[PATCH AUTOSEL 7.0-6.18] drm/amd/display: Fix HostVMMinPageSize unit mismatch in DML2.1

From: Sasha Levin

Date: Tue Apr 28 2026 - 06:52:20 EST


From: Nicholas Kazlauskas <nicholas.kazlauskas@xxxxxxx>

[ Upstream commit 5721b5b9c9c792233d7817239bd81925fb3ad9d1 ]

[Why]
This was found back on DML2 but was missed when creating DML2.1.

The bottom layer calculation (CalculateHostVMDynamicLevels) expects
a value in bytes, not KB, but we pass in the value in KB (eg. 4).

This causes an extra page table level to be required in the prefetch
bytes which can be significant overhead - preventing some modes
from being supported that should otherwise be.

[How]
Correct the units by multiplying the input and override values by 1024.

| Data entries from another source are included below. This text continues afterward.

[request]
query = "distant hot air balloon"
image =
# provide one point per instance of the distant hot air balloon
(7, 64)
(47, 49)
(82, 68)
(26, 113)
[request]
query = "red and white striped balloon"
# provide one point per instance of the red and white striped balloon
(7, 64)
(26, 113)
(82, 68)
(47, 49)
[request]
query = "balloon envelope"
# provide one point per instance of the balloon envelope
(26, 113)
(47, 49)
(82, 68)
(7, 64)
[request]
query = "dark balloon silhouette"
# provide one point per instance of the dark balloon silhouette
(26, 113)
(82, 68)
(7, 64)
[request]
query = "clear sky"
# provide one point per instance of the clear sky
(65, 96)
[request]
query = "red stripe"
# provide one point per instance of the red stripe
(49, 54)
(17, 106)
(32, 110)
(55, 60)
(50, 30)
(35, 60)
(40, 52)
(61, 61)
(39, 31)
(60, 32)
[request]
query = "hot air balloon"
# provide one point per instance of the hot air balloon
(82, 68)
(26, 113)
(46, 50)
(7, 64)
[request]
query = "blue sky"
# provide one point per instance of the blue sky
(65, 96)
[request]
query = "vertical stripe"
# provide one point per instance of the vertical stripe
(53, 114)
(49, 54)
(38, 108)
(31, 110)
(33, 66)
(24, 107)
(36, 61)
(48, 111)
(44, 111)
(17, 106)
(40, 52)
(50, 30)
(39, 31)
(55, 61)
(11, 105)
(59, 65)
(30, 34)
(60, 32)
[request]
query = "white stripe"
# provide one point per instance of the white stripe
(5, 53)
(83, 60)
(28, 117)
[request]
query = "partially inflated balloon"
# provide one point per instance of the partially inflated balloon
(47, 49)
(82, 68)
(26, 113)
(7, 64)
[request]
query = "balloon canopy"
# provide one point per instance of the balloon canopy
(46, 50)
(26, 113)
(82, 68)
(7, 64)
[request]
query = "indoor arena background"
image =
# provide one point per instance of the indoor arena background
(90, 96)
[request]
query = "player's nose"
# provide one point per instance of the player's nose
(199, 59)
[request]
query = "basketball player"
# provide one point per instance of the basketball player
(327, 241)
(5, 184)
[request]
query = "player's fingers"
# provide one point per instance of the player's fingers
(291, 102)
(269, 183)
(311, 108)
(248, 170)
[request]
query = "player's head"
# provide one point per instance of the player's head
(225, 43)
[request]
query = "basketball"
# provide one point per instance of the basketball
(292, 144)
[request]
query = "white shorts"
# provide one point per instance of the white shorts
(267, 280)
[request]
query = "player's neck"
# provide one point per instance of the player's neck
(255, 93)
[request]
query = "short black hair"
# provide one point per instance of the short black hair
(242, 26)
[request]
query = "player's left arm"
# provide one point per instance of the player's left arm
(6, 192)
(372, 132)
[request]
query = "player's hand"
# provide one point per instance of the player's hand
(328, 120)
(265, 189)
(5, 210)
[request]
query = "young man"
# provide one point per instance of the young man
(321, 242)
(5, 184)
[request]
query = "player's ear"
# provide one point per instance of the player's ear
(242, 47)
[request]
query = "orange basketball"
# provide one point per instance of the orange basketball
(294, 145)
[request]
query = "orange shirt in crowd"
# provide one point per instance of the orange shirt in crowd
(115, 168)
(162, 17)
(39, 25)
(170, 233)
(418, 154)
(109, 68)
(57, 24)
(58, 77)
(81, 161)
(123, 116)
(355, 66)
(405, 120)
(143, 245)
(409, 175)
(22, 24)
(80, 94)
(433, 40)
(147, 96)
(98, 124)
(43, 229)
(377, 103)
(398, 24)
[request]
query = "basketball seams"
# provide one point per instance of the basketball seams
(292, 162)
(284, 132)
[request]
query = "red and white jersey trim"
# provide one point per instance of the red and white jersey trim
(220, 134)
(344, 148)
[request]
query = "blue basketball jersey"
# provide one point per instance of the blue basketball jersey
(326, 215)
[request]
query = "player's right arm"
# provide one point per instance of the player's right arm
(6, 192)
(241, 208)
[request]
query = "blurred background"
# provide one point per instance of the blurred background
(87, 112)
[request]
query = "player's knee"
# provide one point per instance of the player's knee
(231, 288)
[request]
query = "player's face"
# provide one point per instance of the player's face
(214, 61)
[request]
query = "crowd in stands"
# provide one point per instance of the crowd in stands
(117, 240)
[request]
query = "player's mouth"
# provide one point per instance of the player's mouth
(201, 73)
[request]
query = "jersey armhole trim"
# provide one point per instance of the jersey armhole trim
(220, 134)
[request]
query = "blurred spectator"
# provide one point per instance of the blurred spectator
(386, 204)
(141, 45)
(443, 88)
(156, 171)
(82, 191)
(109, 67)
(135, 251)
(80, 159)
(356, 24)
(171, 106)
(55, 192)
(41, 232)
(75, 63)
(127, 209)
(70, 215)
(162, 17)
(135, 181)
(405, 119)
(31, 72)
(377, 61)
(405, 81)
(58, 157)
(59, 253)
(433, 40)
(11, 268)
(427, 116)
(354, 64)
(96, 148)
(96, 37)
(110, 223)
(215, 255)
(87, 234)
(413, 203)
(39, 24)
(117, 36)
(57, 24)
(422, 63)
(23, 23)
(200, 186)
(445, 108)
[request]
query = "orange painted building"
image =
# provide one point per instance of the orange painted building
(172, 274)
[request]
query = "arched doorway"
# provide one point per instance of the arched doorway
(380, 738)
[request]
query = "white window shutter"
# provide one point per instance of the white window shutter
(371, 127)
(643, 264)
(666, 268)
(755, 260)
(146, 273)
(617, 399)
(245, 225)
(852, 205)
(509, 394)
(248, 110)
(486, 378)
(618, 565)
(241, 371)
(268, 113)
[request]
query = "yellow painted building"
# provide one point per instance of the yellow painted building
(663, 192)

Reviewed-by: Austin Zheng <austin.zheng@xxxxxxx>
Signed-off-by: Nicholas Kazlauskas <nicholas.kazlauskas@xxxxxxx>
Signed-off-by: Roman Li <roman.li@xxxxxxx>
Tested-by: Dan Wheeler <daniel.wheeler@xxxxxxx>
Signed-off-by: Alex Deucher <alexander.deucher@xxxxxxx>
Signed-off-by: Sasha Levin <sashal@xxxxxxxxxx>
---

LLM Generated explanations, may be completely bogus:

Based on my comprehensive analysis, I have enough information to make a
decision. Let me compile my findings.

## Phase 1: Commit Message Forensics

**Step 1.1:** Subject parsing
Record: [drm/amd/display] [Fix] [HostVMMinPageSize unit mismatch in
DML2.1]

**Step 1.2:** Tags
Record:
- Reviewed-by: Austin Zheng (AMD)
- Signed-off-by: Nicholas Kazlauskas (author, AMD), Roman Li (AMD DC
submaintainer), Alex Deucher (AMD GPU maintainer)
- Tested-by: Dan Wheeler (AMD test engineer)
- No Fixes: tag, no Cc: stable tag (expected for review candidates)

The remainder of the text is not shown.